What is LASIK Eye Surgery?
Lasik is the widely performed laser eye surgery aimed to treat nearsightedness, farsightedness and astigmatism. Just as other refractive surgery, Lasik procedure reshapes the cornea to enable light entering the eye to be well focused onto the retina for clearer vision. This procedure is mostly painless and can be completed within fifteen minutes for both eyes. The outcome is improved vision without contact lenses or eyeglasses and is usually effective within as short of a period as 24 hours.
Before the surgery, your eye doctor will do a thorough eye examination to ascertain your eyes are healthy enough for the surgical procedure.
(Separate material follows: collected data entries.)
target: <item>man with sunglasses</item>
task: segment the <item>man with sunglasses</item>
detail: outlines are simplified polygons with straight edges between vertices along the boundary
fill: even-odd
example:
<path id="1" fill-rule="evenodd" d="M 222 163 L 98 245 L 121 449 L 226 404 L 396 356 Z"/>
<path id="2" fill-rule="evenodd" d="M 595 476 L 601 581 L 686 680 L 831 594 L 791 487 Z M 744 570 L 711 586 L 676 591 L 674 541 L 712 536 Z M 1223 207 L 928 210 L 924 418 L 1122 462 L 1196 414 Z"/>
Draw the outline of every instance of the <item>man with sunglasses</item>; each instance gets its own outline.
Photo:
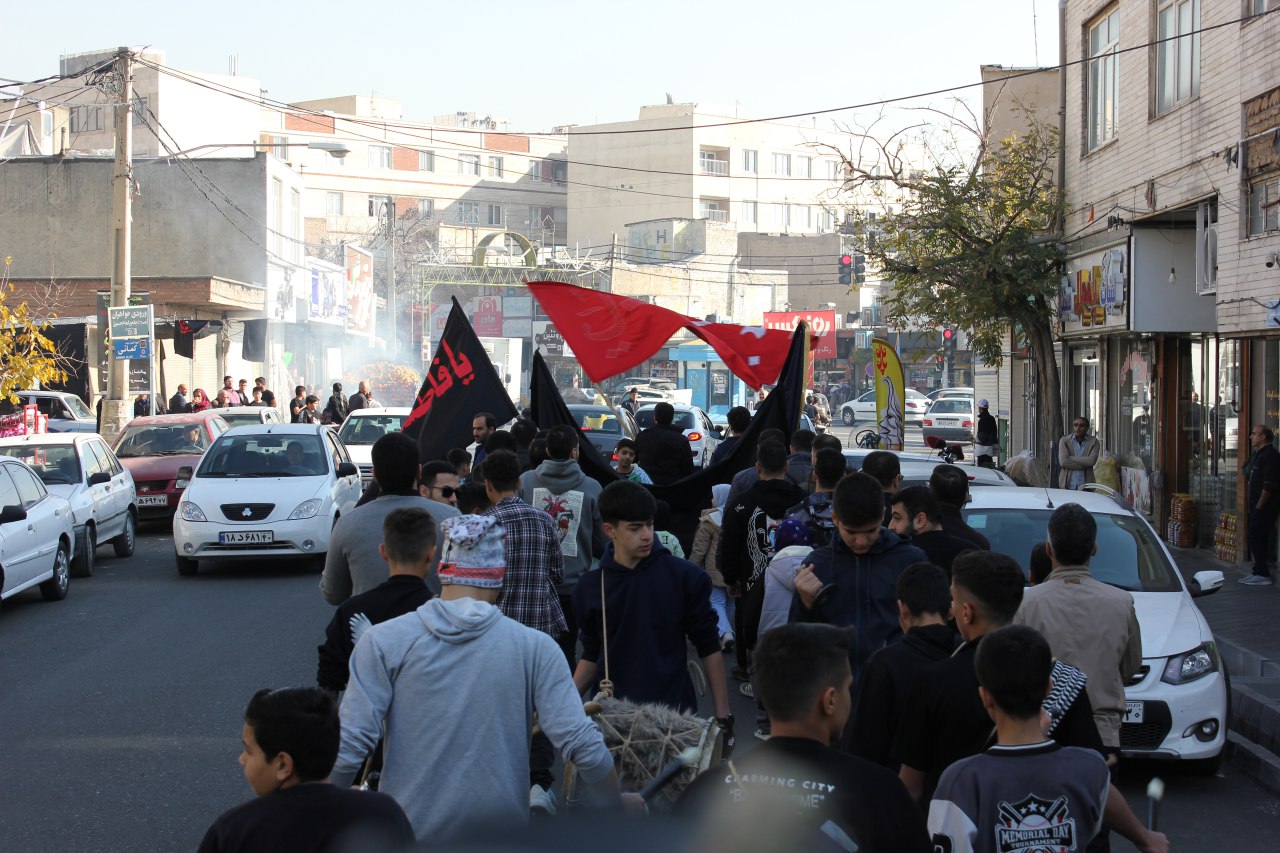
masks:
<path id="1" fill-rule="evenodd" d="M 1097 436 L 1089 435 L 1089 419 L 1077 417 L 1071 432 L 1058 440 L 1058 488 L 1079 489 L 1085 483 L 1096 483 L 1093 466 L 1102 450 Z"/>
<path id="2" fill-rule="evenodd" d="M 429 501 L 458 506 L 458 469 L 442 459 L 422 463 L 418 494 Z"/>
Your surgeon will then assess the shape and the thickness of your cornea, pupil, the refractive errors and any other eye condition. In order to reduce the risk of developing dry eyes after the Lasik surgery, the moistness of your eyes will be evaluated as well.
An automated instrument known as corneal topographer is used to measure the curvature of the front surface of your eye, in order to create a map of your cornea. You may also undergo a wave-front analysis that sends light waves through the eye and offer a more precise map of the condition affecting your vision. Your eye doctor will then assess your general health, to determine if you are suitable for Lasik surgery. Since contact lenses can alter the natural shape of your cornea, you should stop wearing them for a period of time as advised by your doctor. In most cases it’s about two weeks before your eye exam and Lasik procedure.
How LASIK surgery is performed
Before the surgery, numbing drops are applied to your eye in order to prevent any form of discomfort during the procedure. Your surgeon may also give you medication to help you relax. Your eye will be positioned under the laser and a lid speculum is used to keep eyelids open. The surgeon then uses an ink marker to mark the cornea before cutting the flap. In order to prevent eye movement or loss of contact that could affect the flap quality, a suction ring is applied at the front of your eye. Your surgeon will use a mechanical surgical tool known as microkeratome or a femtosecond laser to create a thin circular flap in the cornea. The hinged flap is then folded back to access the underlying cornea and then some corneal tissue is removed in a very specific pattern. The goal is to flatten the cornea for the nearsighted patients but for the farsighted patients, a steeper cornea is desired. A computer is used to adjust the excimer laser for your particular prescription. You will then be required to look at a target light for a short time while your surgeon watches your eye through a microscope as the laser sends pulses of light to the cornea. The laser light emits painlessly in order to reshape the cornea. This surgery is carried out separately on each eye and takes about 5 minutes for each procedure. After the laser reshapes the cornea, the flap is then laid back down covering the area where the corneal tissue was removed and allowed to heal naturally. No bandages or stitches required are typically required.